Synonyms for BEGIN TRANSACTION are BEGIN, BEGIN WORK and START TRANSACTION.

Rollback

ROLLBACK is arguably the most important command that you will learn. I call it, fondly, the “oops” command. With the ROLLBACK command you can undo any kind of DML. In many databases, you can even undo Data Definition Language (DDL) commands.

ROLLBACK will rollback all changes back to the beginning of a transaction. In some systems, that means back to the last BEGIN TRANSACTION, where as in other databases that means back to the last COMMIT or ROLLBACK.

In Oracle, DDL cannot be undone via ROLLBACK. DML can. You are not required to begin a transaction in Oracle and a ROLLBACK will rollback to the last COMMIT or ROLLBACK before it.

The syntax for a ROLLBACK is very simple:

ROLLBACK;

Many vendors like to extend the database with proprietary syntax extensions on the standard. Oracle, for example, adds the FORCE keyword to handle special situations with distributed transactions. One extension to rollback, albeit part of the standard, is rollback to savepoint. Not all databases support SAVEPOINT.

Savepoint

A savepointallows a developer or user to maintain multiple rollbackpoints in a SQLscript or procedure. You can use them interactively but that is less useful as it can quickly get confusing.

Savepoints allow nested rollbacks. You can execute a DML command, i.e. insert a record, issue a savepoint, insert another record and then rollback just the second insert. Without savepoints, a rollback would roll back both inserts.

Savepoint work by giving a name to a savepoint.

INSERT INTO taba(column1) VALUES (123);

SAVEPOINT first_savepoint;

INSERT INTO tabb(column2) VALUES (456);

To rollback all changes, we would use:

ROLLBACK;

To rollback just the second insert, we roll back to the named savepoint:

ROLLBACK TO first_savepoint;

It is possible for the script or session to have multiple savepoints.

INSERT INTO taba(column1) VALUES (123);

SAVEPOINT first_savepoint;

INSERT INTO tabb(column2) VALUES (456);

SAVEPOINT another_save;

INSERT INTO taba(column2) VALUES (456);

SAVEPOINT oogabooga;

INSERT INTO tabd(column3) VALUES (789);

We could roll back to any one of these:

ROLLBACK TO oogabooga;

ROLLBACK TO another_save;

Executing these two rollback commands would leave the first two inserts intact but would undo inserts 3 and 4.

Had we issued:

ROLLBACK TO first_savepoint;

None of the other savepoints would remain. Rolling back to a higher level savepoint invalidates the lower level savepoints. As a matter of a fact, if we executed:

ROLLBACK TO first_savepoint;

ROLLBACK TO oogabooga;

We would get an error in most databases.

Commit

The second most important command you can learn is the COMMIT command. Commit tells the database to save any additions, changes or deletions that you may have made. The basic syntax is very simple:

COMMIT;

In some databases, you may need to say:

COMMIT WORK:

In some databases, COMMIT WORK and COMMIT TRANSACTION are synonyms for COMMIT. As mentioned above, in some databases, END TRANSACTION is also a synonym for COMMIT.

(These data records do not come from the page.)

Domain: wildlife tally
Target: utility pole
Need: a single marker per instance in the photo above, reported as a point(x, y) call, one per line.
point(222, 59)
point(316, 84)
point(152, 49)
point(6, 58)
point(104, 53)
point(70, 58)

Some extensions that you may see for the COMMIT keyword allow you to COMMIT your work but let you continue processing before the change is written to disk (NOWAIT) or to force a commit on distributed transactions (FORCE).

It's always important to review your vendor documentation for specific extensions to the SQL standard as some of these extensions are extremely valuable. For example, Oracle's NOWAIT extension can dramatically improve performance in certain situations where there is an extremely high transaction rate and during batch loads.